Captain America: Civil War

Marvel is only competing with itself at this point. A favorite at the box office and in fans’ hearts – the comic titan sits alone atop the superhero landscape, and it’s not even close. I personally don’t care for each installment (Thor 2, Avengers: Age of Ultron were rather lackluster), but overall Marvel boasts the most compelling, cool superheroes – both on the small screen (Daredevil, co-starring Punisher and Elektra) and big screen alike. Captain America: Civil War assembles an assortment of our favorite superheroes in a unique way, and for once the plot was not bogged down with confusing, unnecessary details.

The film opens with the Winter Soldier (Sebastian Stan, The Martian), Captain America’s (Chris Evans, Avengers: Age of Ultron) familiar bestie/nemesis from his last solo film. The Winter Soldier’s brainwashing was neutralized when we last saw him, but he is easily triggered, or ‘activated’ into becoming a killing machine once again after hearing a sequence of certain code words. The movie flashes back to 1991, where we see him executing a mission involving the theft of what appears to be a chemical agent. We also see a brief scene involving a young Tony Stark (Robert Downey, Jr., Avengers: Age of Ultron) and his parents before their untimely demise, also in 1991.

In the present day, half of the Avengers thwart a plot to steal biological weaponry in Nigeria, resulting in significant but inevitable collateral damage.
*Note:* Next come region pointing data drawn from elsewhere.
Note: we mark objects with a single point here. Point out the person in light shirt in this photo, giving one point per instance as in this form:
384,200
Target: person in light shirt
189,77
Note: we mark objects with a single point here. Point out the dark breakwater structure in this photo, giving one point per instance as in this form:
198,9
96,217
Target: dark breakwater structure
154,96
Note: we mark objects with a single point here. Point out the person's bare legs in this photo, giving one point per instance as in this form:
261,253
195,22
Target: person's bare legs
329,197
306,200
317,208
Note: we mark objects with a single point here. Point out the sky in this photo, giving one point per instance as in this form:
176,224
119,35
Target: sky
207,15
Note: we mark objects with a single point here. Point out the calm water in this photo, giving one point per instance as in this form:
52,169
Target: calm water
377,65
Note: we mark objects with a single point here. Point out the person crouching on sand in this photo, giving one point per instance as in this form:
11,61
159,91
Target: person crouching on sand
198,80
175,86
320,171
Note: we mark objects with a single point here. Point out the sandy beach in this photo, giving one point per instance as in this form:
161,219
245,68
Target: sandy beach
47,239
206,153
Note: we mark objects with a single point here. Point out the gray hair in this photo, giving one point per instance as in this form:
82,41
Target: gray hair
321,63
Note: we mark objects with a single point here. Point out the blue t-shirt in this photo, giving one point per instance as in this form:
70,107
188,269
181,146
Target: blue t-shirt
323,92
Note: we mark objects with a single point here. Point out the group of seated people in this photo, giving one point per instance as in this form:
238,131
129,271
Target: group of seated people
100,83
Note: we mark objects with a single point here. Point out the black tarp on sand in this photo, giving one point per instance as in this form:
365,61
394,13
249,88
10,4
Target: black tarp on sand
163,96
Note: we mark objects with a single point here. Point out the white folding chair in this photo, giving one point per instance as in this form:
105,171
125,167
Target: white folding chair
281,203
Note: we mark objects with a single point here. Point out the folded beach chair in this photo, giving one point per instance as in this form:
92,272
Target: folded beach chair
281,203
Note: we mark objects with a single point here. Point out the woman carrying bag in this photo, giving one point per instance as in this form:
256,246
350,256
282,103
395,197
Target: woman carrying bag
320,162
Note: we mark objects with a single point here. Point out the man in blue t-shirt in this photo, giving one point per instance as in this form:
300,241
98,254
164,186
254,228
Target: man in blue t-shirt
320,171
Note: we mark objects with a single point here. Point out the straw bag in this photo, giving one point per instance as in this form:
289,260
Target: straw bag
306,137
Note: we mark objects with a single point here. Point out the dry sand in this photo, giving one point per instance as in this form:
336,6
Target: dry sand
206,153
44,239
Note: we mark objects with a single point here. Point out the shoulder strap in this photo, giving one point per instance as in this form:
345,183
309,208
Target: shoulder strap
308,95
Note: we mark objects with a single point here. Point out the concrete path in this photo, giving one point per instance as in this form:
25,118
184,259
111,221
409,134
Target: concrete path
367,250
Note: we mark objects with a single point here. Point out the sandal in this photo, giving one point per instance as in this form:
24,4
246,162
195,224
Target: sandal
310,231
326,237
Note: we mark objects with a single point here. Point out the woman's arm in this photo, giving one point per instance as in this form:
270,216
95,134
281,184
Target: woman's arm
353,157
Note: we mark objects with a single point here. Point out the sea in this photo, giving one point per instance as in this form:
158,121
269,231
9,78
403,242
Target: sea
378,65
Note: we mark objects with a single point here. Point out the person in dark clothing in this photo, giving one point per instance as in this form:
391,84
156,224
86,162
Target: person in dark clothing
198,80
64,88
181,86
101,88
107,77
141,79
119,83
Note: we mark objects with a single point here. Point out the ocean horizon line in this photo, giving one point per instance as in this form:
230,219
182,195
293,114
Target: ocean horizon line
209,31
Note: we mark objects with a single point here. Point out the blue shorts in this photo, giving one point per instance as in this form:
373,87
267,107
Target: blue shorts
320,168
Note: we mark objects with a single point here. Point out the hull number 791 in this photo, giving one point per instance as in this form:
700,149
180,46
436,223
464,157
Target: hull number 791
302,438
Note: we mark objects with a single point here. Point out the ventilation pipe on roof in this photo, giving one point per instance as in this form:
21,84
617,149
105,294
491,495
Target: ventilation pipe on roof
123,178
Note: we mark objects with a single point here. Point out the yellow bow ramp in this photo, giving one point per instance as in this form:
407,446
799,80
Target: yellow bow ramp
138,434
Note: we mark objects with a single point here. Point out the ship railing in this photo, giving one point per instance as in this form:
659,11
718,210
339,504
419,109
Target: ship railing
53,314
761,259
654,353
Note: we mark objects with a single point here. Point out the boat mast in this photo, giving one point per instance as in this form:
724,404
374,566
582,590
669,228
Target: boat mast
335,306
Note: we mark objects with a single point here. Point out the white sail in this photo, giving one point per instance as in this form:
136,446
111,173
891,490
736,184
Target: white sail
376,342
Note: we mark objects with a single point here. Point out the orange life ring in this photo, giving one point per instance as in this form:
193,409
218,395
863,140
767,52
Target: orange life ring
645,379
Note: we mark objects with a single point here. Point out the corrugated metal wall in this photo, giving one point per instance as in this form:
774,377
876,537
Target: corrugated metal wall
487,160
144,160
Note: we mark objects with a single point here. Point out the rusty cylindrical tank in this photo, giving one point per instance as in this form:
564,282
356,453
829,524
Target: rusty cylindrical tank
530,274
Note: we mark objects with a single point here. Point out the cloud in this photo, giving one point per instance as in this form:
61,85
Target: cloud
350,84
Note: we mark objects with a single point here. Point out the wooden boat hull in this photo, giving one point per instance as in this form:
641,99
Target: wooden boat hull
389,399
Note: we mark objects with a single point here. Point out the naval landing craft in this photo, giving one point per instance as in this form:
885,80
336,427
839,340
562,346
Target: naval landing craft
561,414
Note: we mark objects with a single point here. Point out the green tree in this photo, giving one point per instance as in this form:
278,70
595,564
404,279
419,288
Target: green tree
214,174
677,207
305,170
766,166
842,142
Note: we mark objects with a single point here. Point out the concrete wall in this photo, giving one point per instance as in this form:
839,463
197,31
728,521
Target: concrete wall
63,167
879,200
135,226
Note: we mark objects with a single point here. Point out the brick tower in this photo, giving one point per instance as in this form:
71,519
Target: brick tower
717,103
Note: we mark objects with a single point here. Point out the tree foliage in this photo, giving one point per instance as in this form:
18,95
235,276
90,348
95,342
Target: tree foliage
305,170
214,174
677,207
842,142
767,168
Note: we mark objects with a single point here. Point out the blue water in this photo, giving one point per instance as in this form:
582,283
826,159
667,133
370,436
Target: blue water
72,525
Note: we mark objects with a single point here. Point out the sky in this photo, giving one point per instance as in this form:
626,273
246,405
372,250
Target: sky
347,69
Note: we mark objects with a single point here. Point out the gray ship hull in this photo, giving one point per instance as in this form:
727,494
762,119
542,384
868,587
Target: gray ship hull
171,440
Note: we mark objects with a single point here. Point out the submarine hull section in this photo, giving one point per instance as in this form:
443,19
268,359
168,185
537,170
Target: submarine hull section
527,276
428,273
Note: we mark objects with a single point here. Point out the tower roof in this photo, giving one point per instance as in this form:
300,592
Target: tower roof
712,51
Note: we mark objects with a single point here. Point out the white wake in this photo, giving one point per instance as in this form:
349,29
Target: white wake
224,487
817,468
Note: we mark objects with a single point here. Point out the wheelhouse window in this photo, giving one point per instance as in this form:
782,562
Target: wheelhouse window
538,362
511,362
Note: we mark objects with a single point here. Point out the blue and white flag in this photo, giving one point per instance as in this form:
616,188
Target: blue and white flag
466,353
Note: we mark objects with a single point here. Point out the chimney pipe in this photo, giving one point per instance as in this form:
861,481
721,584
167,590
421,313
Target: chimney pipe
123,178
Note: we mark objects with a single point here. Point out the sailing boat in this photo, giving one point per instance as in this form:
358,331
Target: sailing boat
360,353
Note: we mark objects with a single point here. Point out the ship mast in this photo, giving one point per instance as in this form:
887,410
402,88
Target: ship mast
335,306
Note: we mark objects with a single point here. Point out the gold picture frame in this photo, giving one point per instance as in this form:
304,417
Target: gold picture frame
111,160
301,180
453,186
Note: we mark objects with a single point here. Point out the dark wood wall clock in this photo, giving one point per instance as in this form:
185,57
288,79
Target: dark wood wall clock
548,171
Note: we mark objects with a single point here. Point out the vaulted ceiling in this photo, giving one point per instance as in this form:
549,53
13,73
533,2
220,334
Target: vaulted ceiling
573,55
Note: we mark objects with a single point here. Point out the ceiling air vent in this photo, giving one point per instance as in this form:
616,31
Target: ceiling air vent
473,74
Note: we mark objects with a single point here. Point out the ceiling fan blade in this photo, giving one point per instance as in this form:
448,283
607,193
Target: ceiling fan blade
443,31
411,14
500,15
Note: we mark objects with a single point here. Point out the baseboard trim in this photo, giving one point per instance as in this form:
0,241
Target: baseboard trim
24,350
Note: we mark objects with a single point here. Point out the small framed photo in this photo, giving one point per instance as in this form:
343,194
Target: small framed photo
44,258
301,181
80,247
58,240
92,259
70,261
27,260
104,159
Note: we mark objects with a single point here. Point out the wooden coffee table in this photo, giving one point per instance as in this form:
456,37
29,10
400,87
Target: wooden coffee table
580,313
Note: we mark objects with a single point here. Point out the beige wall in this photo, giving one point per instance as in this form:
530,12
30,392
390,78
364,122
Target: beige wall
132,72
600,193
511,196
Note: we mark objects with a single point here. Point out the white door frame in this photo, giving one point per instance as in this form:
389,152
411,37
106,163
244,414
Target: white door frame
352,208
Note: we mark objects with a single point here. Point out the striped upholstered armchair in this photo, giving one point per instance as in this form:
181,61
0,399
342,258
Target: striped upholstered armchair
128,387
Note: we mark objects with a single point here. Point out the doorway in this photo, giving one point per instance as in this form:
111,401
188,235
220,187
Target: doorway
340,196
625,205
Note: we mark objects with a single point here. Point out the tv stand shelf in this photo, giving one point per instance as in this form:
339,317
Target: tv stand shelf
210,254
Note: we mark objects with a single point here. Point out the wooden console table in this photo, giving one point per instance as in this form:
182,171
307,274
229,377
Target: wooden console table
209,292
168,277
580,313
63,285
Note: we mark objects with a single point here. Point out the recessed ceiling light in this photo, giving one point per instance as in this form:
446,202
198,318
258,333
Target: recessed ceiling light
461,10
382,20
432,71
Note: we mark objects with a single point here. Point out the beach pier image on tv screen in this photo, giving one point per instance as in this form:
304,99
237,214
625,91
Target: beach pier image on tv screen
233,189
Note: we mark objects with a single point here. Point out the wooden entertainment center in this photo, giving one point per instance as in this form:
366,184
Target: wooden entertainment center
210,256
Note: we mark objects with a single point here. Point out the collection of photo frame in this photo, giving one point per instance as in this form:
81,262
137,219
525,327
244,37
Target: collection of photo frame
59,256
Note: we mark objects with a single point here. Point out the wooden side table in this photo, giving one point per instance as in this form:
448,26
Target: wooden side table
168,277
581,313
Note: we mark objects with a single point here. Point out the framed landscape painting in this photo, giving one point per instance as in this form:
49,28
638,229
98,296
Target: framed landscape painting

This has become a disturbing recurring theme with the Avengers and other superheroes, and the U.S. government and other global nations are fed up. The Secretary of State (William Hurt, Race) proposes to Stark that the Avengers and other individuals with special abilities submit to the control and discretion of a United Nations panel which would govern when and where they could execute any life-saving missions, surrendering their autonomy in an effort to avoid unnecessary casualties. Stark particularly feels guilty about his role in the inadvertent killing of a promising young student in Sokovia, so he’s primed to be on board with the Secretary’s demands. Captain America, however, doesn’t want to be hampered in his efforts to execute his patriotic duty and save whomever he can, whenever he can.

The stage is set for a civil war, as Iron Man, Black Widow, War Machine, Spider-Man, and Black Panther agree that the UN should hold sway over them and other superheroes. Diametrically opposed are Captain America, Falcon, Winter Soldier, Hawkeye, Scarlet Witch, and Ant-Man. I mentioned Black Panther, who makes his debut here. When the African nation of Wakanda is threatened by an act of war in response to their efforts to curtail the Avengers’ deadly global overreaching, a new superhero is thrown in the mix. Chadwick Boseman (Get on Up) emerges as T’Challa, also known as Black Panther. He swears vengeance on whoever is responsible, aligning himself with Iron Man in pursuit of the Winter Soldier.

The common themes running through Civil War were vengeance, loyalty, and guilt. It was guilt that drove Iron Man to vehemently advocate for what Captain America believed to be a dangerous chilling effect on their collective autonomy and his own very raison d’etre. It was vengeance that fueled Black Panther and Iron Man, in an explosive final act. Finally, it was loyalty that was either doggedly adhered to (Captain America and War Machine) or painfully questioned as new allegiances were formed. We don’t often see this plethora of ‘supes’ in one film, and of course there is just an initial WOW factor as this bomb ass hodgepodge occupies the same space. The humor injected into the dialogue was well timed and not forced. The introduction of new characters like Black Panther and Spider-Man (I’m referring to new actor Tom Holloway as our friendly neighborhood arachnid) was seamless. The storytelling was simple, yet strong. In short, Captain America: Civil War lived up to the hype – and what more could we ask for? Grade: A.